Panhandle is Rodeo’s Proving Ground

Clay Elliott, riding Stace Smith Pro Rodeo’s Pony Boy at the National Finals Rodeo this past December, is one of six former Oklahoma Panhandle State University cowboys who competed at the National Finals in 2016. He was joined by fellow bronc riders Allen Boore and Jake Watson, bareback rider Orin Larsen, bull rider Joe Frost and four-time steer roping world champion Rocky Patterson. (RIC ANDERSEN PHOTO)

GUYMON, Okla. – There’s a distinct Panhandle pride when it comes to rodeo in this area of Oklahoma.

Cowboys live here, work here and attend school here.

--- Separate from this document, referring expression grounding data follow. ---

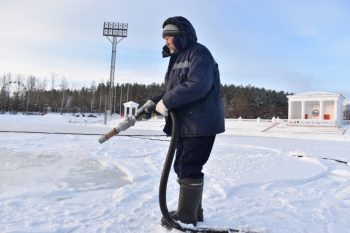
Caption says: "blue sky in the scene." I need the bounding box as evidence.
[1,0,350,98]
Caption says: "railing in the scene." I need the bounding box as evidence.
[287,119,337,126]
[225,117,287,123]
[147,115,348,127]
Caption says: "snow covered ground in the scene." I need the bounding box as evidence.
[0,113,350,233]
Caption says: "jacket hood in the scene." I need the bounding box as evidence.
[162,16,197,57]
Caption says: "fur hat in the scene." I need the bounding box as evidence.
[162,24,181,38]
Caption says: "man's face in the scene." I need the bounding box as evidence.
[164,36,177,54]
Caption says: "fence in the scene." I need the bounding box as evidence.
[226,116,287,123]
[343,120,350,125]
[287,119,337,126]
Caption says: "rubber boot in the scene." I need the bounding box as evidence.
[197,198,204,222]
[161,178,203,227]
[165,199,203,222]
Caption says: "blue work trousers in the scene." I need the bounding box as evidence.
[174,135,216,179]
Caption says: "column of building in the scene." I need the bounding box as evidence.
[334,100,338,125]
[319,100,324,120]
[301,101,305,119]
[288,101,292,120]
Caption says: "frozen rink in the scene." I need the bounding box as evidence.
[0,113,350,233]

Over the years, there have been plenty of great ones with ties to Texas County, Okla. In fact, more than 40 cowboys and cowgirls that have made their home here at one time or another have competed on the grandest stage in the game, the Wrangler National Finals Rodeo.

Those that have moved on always return, especially for Guymon Pioneer Days Rodeo, set for 7:30 p.m. Friday, May 5; 2 and 7:30 p.m. Saturday, May 6; and 2 p.m. Sunday, May 7, at Henry C. Hitch Pioneer Arena.

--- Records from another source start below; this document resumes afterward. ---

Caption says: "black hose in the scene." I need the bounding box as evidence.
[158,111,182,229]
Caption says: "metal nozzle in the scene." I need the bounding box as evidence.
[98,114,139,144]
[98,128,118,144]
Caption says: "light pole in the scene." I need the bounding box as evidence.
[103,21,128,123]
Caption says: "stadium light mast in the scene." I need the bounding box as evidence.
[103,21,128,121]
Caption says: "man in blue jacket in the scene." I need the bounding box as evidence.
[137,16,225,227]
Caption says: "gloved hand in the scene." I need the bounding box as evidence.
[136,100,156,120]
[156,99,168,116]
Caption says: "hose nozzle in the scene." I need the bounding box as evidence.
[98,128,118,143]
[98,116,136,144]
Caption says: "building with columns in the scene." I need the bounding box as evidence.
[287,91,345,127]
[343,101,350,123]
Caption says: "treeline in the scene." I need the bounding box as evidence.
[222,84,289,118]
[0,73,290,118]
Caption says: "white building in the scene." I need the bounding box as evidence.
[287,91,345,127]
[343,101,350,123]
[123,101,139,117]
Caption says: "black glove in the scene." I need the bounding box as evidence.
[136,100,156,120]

“Going to school for four years in Goodwell, you could see the whole community was excited when Pioneer Days would roll around,” said Clay Elliott, one of five Oklahoma Panhandle State University rodeo team alumni who competed at the 2016 NFR. “It’s a pretty cool community and everyone gets so involved in the rodeo.

“I feel like I’m part of that community. It feels like a hometown rodeo, and I sure enjoy going there every year.”

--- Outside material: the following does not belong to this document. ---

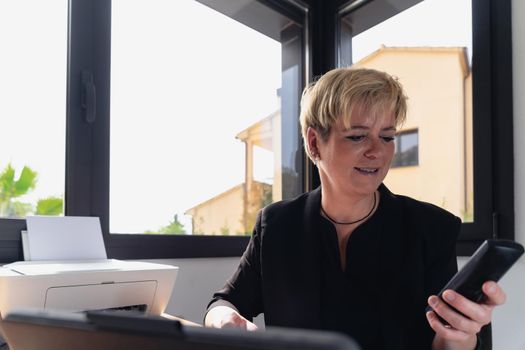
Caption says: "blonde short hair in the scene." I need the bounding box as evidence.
[300,67,407,157]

Elliott was one of three saddle bronc riders who competed in Las Vegas this past December, joined by Allen Boore and Jake Watson. The others were bareback rider Orin Larsen and bull rider Joe Frost. While he didn’t compete in Las Vegas, Panhandle State graduate Rocky Patterson claimed his fourth world championship last November at the Clem McSpadden National Finals Steer Roping.

Expect all to be in the field for this year’s Pioneer Days Rodeo.

“It has its unique style and its unique setup,” said Larsen, a two-time NFR qualifier from Inglis, Manitoba, who finished the 2016 season third in the world standings with $219,373 in season earnings, $81,077 of which came in Las Vegas. “The stock is usually really good there. It’s got its own special twist.”

Clay Elliott

While Larsen had the best year-end salary, Watson, of Hope, British Columbia, had the best NFR earnings with more than $136,000. He finished fifth in bronc riding. Boore, of Axtell, Utah, won $107,097 in Las Vegas, while Frost, of Randlett, Utah, earned $100,538. Elliott, of Nanton, Alberta, rounded out the solid NFR with nearly $60,000.

Patterson took home the biggest prize of them all with the world championship in his discipline. He set a new single-season earnings mark in steer roping with $142,432, including more than $57,000 at the finals. It was the biggest year of the 51-year-old Kansas cowboy’s career, one that included a solid finish in Guymon.

When Pioneer Days Rodeo rolls around, it’s the perfect setting. Nearly 1,000 contestants make their way to the Oklahoma Panhandle during rodeo week.

“Everybody’s still pretty hungry for rodeo, and that’s the biggest rodeo for that time of year,” Larsen said. “Winning that rodeo would be really sentimental to me.”

It’s sentimental to any winner, but that’s specifically true for those that have lived in Texas County. Whether they represented Panhandle State at the College National Finals Rodeo or just utilized their college education at the NFR, they know there’s great support in the region once known as No Man’s Land.

Orin Larsen

“There was almost as much pride in representing Panhandle State at the NFR as it was for me to be a Canadian at the NFR,” Elliott said. “They treated me so dang good in Goodwell – from the teachers to coaches to the old man at the elevator where I would buy my horse feed. To be part of that community is very special.”

And that feeling is reciprocated by the community.

“To us, all these cowboys and cowgirls are still part of the Panhandle, and we’re very proud of them,” said Earl Helm, chairman of the Pioneer Days Rodeo committee. “We’re still part of them. We want them to still feel at home when they come back here.

“When they ride at the NFR, we’re very proud of them. We feel like we’re with them there, too.”